Surgery Section DOI : 10.7860/JCDR/2015/12213.5973
Year : 2015 | Month : May | Volume : 9 | Issue : 5 Page : PC04 - PC08

Surgery for Colorectal Cancer in Elderly Patients: How Could We Improve Early Outcomes ?

Mahdi Bouassida1, Hédi Charrada2, Mohamed Fadhel Chtourou3, Lamine Hamzaoui4, Mohamed Mongi Mighri5, Selim Sassi6, Mohamed M’Saddak Azzouz7, Hassen Touinsi8

1Professor, Department of Surgery ,Mohamed Tahar Maamouri, Hospital, Mrezga 8000, Nabeul, Tunisia.
2Faculty, Department of Anaesthesiology, Mohamed Tahar Maamouri, Hospital, Mrezga 8000, Nabeul, Tunisia.
3Professor, Department of Surgery, Mohamed Tahar Maamouri, Hospital, Mrezga 8000, Nabeul, Tunisia.
4Professor, Department of Surgery, Mohamed Tahar Maamouri, Hospital, Mrezga 8000, Nabeul, Tunisia.
5Student, Department of Surgery, Mohamed Tahar Maamouri, Hospital, Mrezga 8000, Nabeul, Tunisia.
6Professor, Department of Surgery, Mohamed Tahar Maamouri, Hospital, Mrezga 8000, Nabeul, Tunisia.
7Student, Department of Gastro Enterology, Mohamed Tahar Maamouri, Hospital, Mrezga 8000, Nabeul, Tunisia.
8Student, Department of Surgery, Mohamed Tahar Maamouri, Hospital, Mrezga 8000, Nabeul, Tunisia.


NAME, ADDRESS, E-MAIL ID OF THE CORRESPONDING AUTHOR: Dr. Mahdi Bouassida, Mohamed Tahar Maamouri hospital, Mrezga 8000, Nabeul, Tunisia.
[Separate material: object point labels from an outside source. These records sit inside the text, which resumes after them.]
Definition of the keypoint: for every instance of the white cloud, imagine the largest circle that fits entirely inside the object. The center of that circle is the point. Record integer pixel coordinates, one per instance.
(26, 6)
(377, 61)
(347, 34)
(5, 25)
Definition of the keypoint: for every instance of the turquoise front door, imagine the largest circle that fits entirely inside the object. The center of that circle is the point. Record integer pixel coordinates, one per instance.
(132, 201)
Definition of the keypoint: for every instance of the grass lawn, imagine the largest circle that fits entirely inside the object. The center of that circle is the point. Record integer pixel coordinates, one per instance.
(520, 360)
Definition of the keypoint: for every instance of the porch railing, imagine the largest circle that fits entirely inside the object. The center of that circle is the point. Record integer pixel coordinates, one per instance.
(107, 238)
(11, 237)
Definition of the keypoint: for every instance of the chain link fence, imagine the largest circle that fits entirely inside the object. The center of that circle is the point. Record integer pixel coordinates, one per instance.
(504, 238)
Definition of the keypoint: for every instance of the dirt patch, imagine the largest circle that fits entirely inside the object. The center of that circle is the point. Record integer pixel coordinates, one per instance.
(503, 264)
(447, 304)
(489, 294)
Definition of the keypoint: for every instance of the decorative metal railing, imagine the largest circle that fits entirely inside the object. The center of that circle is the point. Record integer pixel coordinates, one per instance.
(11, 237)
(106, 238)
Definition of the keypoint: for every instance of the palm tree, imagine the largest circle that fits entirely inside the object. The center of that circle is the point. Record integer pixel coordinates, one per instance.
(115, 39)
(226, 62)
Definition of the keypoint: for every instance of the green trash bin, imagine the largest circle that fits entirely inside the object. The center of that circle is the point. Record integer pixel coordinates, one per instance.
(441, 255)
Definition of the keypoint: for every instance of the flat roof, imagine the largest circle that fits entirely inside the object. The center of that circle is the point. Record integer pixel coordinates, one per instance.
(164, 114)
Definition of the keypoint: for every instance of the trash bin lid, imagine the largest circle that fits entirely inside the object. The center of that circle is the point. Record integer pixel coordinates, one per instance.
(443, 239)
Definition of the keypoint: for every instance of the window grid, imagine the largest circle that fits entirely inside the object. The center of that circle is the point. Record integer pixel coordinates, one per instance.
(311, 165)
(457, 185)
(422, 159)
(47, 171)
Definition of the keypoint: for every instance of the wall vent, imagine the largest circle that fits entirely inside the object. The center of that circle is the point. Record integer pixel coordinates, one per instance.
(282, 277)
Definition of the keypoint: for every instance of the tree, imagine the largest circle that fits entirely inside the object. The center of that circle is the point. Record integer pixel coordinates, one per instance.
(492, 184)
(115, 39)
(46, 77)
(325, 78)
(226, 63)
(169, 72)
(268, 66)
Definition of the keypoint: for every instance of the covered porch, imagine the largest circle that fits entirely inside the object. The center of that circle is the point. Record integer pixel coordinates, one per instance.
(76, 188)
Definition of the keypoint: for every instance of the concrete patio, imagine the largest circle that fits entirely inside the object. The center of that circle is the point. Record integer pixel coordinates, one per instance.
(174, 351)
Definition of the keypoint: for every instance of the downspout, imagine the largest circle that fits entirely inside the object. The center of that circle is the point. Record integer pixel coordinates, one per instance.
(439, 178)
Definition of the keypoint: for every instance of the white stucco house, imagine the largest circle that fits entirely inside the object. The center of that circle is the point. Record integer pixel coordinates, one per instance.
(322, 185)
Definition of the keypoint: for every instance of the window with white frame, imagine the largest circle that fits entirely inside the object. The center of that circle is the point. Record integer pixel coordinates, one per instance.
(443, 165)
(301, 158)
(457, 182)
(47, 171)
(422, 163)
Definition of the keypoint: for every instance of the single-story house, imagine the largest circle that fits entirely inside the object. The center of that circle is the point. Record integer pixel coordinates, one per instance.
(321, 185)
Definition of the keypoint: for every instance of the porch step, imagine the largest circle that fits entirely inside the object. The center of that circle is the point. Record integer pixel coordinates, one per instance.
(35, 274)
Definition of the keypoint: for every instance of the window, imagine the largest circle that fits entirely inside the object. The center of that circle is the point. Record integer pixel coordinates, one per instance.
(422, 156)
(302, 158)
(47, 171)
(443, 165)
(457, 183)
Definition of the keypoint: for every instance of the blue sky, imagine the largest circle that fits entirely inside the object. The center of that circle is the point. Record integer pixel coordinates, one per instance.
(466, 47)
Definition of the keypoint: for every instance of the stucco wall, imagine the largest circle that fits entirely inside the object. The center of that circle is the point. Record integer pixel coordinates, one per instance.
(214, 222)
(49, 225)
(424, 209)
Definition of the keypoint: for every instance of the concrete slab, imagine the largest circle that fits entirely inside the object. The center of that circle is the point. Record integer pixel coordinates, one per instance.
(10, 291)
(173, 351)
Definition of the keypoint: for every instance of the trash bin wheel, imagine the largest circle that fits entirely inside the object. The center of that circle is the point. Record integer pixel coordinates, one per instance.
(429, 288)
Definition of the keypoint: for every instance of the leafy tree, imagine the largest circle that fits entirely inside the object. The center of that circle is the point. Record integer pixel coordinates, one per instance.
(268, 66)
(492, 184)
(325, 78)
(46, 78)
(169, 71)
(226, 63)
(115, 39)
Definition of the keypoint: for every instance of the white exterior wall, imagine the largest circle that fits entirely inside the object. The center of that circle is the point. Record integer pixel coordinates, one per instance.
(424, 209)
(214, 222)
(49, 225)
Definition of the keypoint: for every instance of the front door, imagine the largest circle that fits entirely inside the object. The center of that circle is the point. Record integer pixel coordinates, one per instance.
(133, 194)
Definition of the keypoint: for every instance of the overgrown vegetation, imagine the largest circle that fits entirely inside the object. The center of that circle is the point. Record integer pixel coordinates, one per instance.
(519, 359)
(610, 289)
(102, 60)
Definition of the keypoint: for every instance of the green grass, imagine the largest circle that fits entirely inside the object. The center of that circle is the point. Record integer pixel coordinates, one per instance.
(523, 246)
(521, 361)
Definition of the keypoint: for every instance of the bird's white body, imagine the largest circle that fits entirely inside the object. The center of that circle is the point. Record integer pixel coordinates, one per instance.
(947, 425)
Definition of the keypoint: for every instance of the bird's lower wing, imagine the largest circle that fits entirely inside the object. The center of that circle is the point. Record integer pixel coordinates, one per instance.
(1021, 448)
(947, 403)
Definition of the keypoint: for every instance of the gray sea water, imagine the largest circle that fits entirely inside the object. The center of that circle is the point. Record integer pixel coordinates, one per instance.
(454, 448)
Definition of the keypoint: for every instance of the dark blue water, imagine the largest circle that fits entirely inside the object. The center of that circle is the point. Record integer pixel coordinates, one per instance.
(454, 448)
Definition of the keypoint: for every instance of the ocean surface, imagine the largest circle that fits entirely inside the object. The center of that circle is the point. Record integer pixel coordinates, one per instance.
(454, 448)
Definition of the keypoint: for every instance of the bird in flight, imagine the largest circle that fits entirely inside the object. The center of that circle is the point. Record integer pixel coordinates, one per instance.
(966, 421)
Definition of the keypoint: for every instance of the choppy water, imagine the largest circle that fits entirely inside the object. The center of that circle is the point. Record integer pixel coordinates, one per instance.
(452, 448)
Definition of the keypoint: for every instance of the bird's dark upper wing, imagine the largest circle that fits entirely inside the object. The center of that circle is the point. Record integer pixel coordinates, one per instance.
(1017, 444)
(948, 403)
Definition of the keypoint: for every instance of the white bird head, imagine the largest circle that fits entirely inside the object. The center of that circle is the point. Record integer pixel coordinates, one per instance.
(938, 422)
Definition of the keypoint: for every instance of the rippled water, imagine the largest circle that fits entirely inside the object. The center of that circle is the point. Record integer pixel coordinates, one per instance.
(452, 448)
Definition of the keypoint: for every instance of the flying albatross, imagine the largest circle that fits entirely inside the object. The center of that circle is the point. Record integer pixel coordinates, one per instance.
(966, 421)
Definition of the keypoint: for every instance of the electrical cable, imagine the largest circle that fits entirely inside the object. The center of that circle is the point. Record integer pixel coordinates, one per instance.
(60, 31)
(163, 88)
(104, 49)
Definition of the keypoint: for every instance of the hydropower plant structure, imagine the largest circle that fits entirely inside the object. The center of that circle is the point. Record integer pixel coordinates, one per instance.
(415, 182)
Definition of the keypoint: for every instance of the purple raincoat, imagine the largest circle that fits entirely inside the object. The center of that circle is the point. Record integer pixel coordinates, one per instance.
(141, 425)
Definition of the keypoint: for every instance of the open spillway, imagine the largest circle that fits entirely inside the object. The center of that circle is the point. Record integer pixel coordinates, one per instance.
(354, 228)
Université Tunis-El Manar, Faculté De Médecine De Tunis, 15, Rue Djebel Akhdhar, Tunis, Tunisia.
E-mail: bouassidamahdi@yahoo.fr
Abstract

Background

Age is one of the causes behind the undertreatment of elderly colorectal cancer patients. The increase of mortality among elderly colorectal cancer (CRC) patients is due to competing causes of death occurring in the early post operative period. The purpose of this study was to evaluate the risk factors for post operative mortality and morbidity among elderly CRC patients.

Materials and Methods

A retrospective descriptive chart review was performed on condivutive patients older than 70 y with CRC. We have collected data of 124 patients who were admitted from January 2001 to January 2010. Demographic characteristics, operative and postoperative informations were retrospectively analysed.

Results

Early postoperative morbidity, operation related to morbidity and mortality were observed in 44 (35.5%), 9 (7.3%) and 20 (16.1%) cases, respectively. No other factors but ASA score (p = 0.002 and 0.005 in univariate and multivariate analyses, respectively) and emergency operations (p<0.001 and 10-3 in univariate and multivariate analyses, respectively), were found to be risk factors of mortality. The results of multivariate analyses indicated that anaemia (p=0.021) and rectal cancer (p=0.015) had significant impact on the risk of anastomotic leakage. On the other hand, diabetes mellitus and rectal cancer were indicators that correlated with the width of hospitalization.

Conclusion

Elderly CRC patients should no longer be undertreated only because of their age. They should be exposed to more aggressive management than they are currently receiving. Careful preoperative evaluation, followed by medical optimization and planning of perioperative care could improve outcomes of colorectal surgery for elderly patients.

Introduction

Cancer is the second leading combined-sex cause of death among the 70-year-old and older age groups [1]. For this age and disease categories, colonic and rectal cancer forms the second leading combined-sex cause of mortality [2]. The geriatric CRC population is a very heterogeneous group, including patients with excellent health status and others with comorbid conditions, functional dependency, and limited life expectancy. Several studies found that elderly CRC patients who survive the first year have the same cancer-related survival as younger patients [3]. Therefore, the decreased survival among the elderly is mainly due to differences in early mortality. So, the treatment of elderly CRC patients should focus on perioperative care and the first postoperative month. Thus, the aim of the current study is to evaluate the single institution outcomes regarding the postoperative complication and mortality incidences, and analyse the risk factors that may be associated with these results.

Materials and Methods

A retrospective descriptive chart review was performed on consecutive patients who are older than 70 y with CRC. We collected data from 124 patients who were admitted in our Department of Surgery (Hospital of Nabeul) starting from January 2001 to January 2010. Demographics characteristics, operative and postoperative information were retrospectively analysed. The aim of this study was to identify the incidences and risk factors for postoperative early morbidity and mortality after colorectal carcinoma surgery. Postoperative morbidity was categorized into two groups as surgical and non-surgical complications.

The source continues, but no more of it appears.